Let’s imagine a very real situation. Your only sister, who is older, should be wiser, definitely skinnier and far more experienced in the dating and relationship area announces you that her boyfriend, who you definitely do not find appealing or even consider a human being of any sex, thus genderless, finally proposed and they are engaged to get married.
You had no worries because everything will surely go well, your mother will have enough money to pay for a fair share of wedding expenses, you will have a gorgeous dress of any colour you like (no bridesmaid bullsh*t in my country with those hideous dresses!), awesome hairdo, comfy new heels.
Suddenly she reminds you, that you are permitted if not obliged to bring a plus one and it has to be a MAN!
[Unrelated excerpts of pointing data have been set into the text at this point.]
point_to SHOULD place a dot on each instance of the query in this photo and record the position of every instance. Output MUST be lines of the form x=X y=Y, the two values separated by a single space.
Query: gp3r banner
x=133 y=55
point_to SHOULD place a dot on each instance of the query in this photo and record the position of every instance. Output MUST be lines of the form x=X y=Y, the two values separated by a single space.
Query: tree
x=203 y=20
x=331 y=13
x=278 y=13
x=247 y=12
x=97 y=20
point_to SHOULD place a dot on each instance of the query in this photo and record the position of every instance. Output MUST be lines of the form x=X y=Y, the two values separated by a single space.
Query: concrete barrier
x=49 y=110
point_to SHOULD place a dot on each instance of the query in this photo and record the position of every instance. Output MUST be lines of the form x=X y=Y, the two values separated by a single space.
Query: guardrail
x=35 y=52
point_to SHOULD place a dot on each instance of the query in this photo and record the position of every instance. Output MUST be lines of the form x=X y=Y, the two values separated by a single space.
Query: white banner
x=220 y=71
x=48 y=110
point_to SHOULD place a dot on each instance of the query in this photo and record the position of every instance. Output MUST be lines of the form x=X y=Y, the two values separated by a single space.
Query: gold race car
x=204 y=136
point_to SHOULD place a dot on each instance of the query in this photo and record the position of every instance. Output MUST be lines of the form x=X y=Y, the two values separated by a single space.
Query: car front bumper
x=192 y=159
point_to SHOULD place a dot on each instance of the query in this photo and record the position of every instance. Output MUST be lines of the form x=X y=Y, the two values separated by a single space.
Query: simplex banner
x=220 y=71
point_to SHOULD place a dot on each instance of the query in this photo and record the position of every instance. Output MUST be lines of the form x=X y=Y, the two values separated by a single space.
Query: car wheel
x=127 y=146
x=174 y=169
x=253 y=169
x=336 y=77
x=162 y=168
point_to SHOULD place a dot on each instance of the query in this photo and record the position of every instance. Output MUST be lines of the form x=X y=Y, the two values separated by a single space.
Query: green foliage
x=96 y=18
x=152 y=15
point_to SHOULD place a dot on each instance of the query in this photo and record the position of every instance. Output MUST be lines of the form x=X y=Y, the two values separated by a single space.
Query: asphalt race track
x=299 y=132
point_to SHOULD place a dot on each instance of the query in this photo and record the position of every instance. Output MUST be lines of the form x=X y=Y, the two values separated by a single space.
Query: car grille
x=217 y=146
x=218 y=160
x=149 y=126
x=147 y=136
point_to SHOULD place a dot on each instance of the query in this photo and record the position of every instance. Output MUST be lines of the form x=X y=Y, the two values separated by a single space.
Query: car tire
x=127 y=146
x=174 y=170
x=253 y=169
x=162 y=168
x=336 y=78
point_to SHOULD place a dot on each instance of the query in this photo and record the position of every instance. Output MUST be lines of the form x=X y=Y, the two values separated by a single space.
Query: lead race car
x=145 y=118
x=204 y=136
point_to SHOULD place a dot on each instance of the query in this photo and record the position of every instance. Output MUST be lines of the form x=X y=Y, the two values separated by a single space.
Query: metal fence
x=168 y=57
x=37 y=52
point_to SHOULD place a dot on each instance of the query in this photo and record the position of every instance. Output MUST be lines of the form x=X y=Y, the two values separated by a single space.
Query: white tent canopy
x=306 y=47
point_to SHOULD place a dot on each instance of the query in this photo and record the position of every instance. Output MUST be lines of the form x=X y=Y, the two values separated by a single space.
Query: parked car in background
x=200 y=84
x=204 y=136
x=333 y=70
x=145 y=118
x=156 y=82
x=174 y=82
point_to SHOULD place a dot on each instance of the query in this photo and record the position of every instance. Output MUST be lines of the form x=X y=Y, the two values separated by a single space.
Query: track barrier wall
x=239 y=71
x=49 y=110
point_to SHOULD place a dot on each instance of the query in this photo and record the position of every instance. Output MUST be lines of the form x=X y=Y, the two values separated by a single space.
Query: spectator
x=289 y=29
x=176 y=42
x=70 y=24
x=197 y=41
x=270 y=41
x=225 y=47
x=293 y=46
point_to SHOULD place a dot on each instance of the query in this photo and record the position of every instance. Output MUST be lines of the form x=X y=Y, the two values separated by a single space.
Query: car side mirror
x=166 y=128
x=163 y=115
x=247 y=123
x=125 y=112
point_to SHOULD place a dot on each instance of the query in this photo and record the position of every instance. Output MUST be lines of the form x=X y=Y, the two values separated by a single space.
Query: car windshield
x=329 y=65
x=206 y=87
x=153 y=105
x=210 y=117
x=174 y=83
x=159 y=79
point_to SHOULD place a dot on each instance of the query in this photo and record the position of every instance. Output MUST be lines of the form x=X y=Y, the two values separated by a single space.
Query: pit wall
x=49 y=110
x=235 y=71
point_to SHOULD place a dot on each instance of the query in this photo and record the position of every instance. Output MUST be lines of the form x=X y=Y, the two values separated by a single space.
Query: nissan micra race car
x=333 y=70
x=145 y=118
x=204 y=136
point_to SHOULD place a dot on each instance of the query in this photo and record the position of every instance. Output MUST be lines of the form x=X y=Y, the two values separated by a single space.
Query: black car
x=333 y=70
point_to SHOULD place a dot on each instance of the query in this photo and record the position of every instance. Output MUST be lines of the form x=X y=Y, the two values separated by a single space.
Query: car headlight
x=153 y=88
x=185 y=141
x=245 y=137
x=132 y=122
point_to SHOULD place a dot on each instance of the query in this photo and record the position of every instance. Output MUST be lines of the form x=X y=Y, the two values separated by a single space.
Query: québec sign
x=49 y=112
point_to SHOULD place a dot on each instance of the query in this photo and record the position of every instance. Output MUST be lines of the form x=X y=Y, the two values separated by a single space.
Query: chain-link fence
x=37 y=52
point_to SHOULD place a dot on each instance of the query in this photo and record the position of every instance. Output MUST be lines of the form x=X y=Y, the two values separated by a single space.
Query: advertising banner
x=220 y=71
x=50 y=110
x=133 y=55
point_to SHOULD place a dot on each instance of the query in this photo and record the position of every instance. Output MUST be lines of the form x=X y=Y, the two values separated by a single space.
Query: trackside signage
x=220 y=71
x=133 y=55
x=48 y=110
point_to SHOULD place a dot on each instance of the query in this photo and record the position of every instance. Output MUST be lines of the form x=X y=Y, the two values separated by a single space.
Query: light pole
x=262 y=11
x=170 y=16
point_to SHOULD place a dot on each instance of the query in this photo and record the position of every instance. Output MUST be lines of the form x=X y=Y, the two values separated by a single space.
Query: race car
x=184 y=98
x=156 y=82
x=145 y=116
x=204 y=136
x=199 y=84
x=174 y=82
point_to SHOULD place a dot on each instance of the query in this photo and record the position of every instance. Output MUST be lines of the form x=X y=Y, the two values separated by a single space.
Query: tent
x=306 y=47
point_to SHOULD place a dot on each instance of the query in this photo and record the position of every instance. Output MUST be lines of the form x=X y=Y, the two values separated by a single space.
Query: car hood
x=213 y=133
Where the hell am I supposed to get one? Let me be clear: me and man? It was never a real deal. Some occasional flings, yes. Dating? Who would voluntarily go on a second, god-forbid, third date with such a mess as I am? Thus the real relationship thing had never occurred. Not yet.
To be fair to you, my fellow human beings, almost all of us (almost as I hate generalisations and nothing is applicable to anyone unless it’s connected with the very essence of being a member of species Homo sapiens sapiens) have at one point of their short or long lives came across a fellow human who was interested in more than being just friends. So what that you kissed? By knowing him all the romantic feelings, as well as the alcohol enhancing those “emotions” flushed down the toiled together with the vomit and the urine. Am I too harsh? Am I too straightforward? Well, that’s just me being me. I can’t really influence my very essence, or can I? Let’s leave this for some other self-pitying session.
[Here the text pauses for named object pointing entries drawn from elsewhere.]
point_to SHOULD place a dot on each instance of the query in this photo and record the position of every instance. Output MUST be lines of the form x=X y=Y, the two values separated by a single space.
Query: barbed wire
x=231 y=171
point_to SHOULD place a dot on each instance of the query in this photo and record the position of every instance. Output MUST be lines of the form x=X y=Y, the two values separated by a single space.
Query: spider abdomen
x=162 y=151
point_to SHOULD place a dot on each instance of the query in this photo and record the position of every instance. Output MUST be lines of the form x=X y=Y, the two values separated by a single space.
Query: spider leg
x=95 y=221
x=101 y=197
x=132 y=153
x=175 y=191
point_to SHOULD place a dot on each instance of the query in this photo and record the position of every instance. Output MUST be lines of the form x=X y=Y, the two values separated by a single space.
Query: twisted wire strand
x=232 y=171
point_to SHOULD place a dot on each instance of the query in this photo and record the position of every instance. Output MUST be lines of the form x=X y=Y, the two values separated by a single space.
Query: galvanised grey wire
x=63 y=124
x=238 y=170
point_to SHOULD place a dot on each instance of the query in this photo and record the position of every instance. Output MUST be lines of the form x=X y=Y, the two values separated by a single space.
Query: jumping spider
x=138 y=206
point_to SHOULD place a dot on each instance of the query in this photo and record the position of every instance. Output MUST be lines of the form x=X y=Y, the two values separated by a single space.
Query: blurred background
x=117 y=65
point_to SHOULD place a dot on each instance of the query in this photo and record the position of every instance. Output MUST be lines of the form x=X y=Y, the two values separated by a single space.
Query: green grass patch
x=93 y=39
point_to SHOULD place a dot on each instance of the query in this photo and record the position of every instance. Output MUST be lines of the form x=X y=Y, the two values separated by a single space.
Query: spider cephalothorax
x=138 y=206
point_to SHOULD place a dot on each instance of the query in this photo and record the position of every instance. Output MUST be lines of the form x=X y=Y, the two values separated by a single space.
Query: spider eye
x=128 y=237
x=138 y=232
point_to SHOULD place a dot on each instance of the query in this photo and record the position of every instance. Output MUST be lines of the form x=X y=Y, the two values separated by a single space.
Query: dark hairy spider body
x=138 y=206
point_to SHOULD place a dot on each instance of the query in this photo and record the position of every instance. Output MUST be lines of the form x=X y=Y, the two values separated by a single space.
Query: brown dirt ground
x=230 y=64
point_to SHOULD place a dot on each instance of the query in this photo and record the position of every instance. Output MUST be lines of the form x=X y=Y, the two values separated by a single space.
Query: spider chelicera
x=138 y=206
He tries to know you better, initiates conversations, you discuss very deep and personal, even intimate issues. Yet, you can’t overcome the feeling, nothing more will ever happen. You just do not want it to happen.
But back to the wedding and your plus 1. You certainly want to bring someone to hold onto, since your high-heels time hasn’t come yet. You want someone to whisper how gorgeous you look, how not chubby you are, how well behaved sister and not at all drunk guest you ended up as. We ALL want that freaking +1!! Don’t we?
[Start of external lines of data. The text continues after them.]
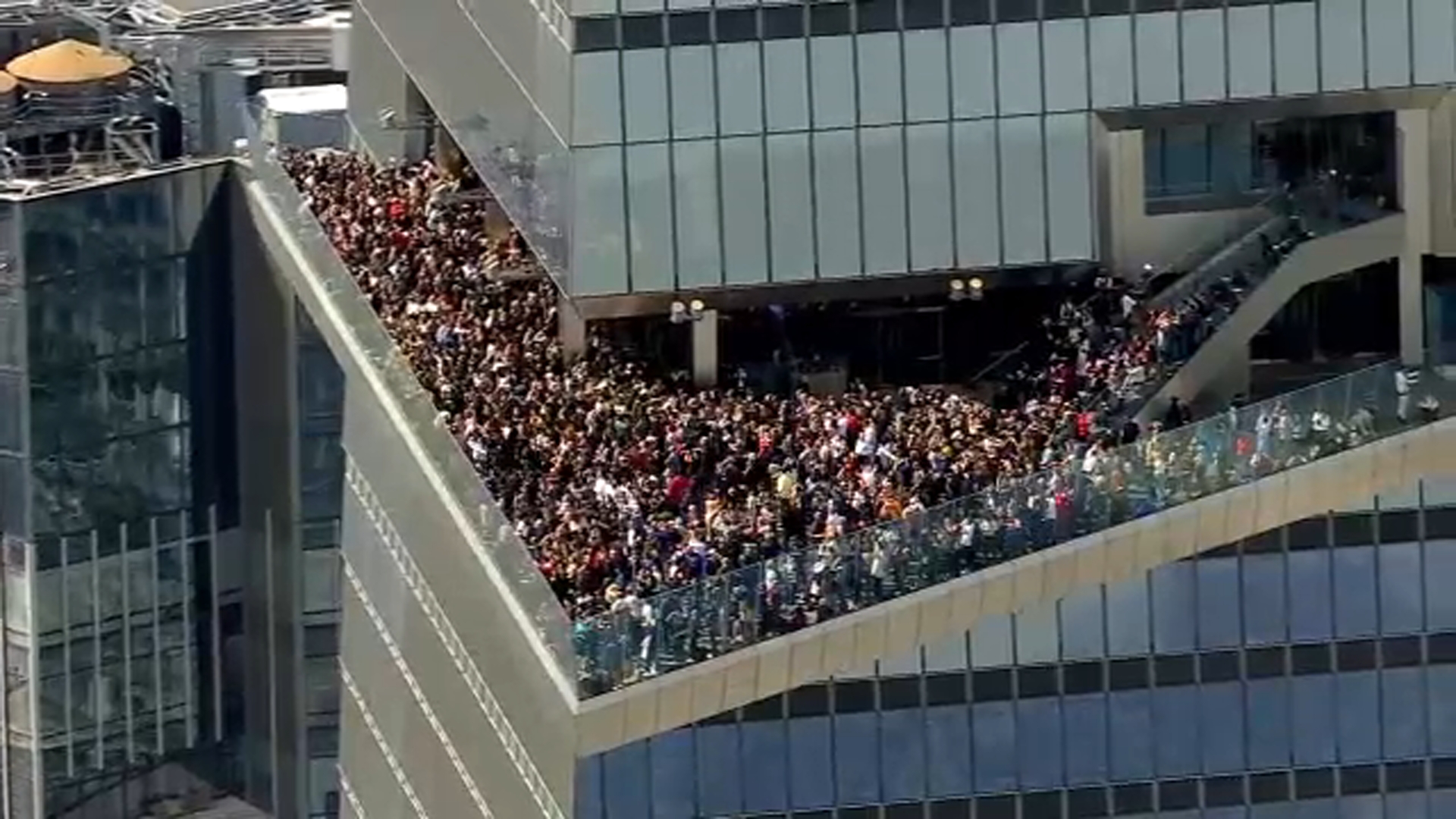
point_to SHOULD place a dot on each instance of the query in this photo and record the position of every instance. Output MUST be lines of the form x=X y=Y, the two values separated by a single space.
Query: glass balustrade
x=819 y=582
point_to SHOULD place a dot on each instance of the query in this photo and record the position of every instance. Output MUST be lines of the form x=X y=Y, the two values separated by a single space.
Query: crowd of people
x=626 y=483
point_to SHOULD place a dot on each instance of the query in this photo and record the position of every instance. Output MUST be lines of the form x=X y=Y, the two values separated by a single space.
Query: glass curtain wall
x=1308 y=670
x=321 y=471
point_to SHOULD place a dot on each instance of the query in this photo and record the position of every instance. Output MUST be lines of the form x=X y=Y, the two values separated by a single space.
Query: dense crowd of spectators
x=625 y=482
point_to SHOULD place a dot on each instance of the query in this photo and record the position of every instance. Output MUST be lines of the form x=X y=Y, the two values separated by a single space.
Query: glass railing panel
x=495 y=532
x=801 y=588
x=1209 y=297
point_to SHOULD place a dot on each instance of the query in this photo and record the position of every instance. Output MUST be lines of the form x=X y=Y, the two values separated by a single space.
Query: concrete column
x=379 y=83
x=573 y=331
x=705 y=349
x=1416 y=183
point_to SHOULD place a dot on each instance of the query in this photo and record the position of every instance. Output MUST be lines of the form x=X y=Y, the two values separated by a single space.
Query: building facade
x=172 y=601
x=1301 y=672
x=748 y=143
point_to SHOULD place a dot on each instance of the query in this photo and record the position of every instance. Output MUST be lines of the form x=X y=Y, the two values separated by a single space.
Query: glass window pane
x=1269 y=719
x=650 y=212
x=1312 y=700
x=1218 y=602
x=672 y=757
x=1131 y=729
x=718 y=771
x=1356 y=610
x=1359 y=714
x=644 y=93
x=928 y=93
x=878 y=57
x=883 y=171
x=791 y=238
x=1264 y=604
x=928 y=168
x=1222 y=727
x=902 y=754
x=995 y=757
x=695 y=174
x=598 y=98
x=1177 y=730
x=832 y=67
x=948 y=739
x=740 y=93
x=764 y=761
x=1402 y=713
x=1310 y=613
x=1400 y=588
x=785 y=83
x=856 y=758
x=1038 y=742
x=626 y=781
x=1085 y=717
x=1440 y=605
x=745 y=240
x=1174 y=614
x=810 y=768
x=599 y=259
x=693 y=105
I can enjoy myself at the wedding perfectly well. I did it on all those weddings I’ve already attended as a teen and a respectable young adult. But now, when it’s HER wedding, I do not want to look like a loser in front of a whole family. (Not that I care too much about what they think of my relationship status).
Oh, Gosh! You have 18 months to get in shape (finally, as you are AGAIN near the look of a walrus), find the perfect dress to suit your personality as well as body shape (hopefully not one of a cone), and to find that “lucky” or even genuinely lucky man to accompany my precious self to THE wedding of the year 2017.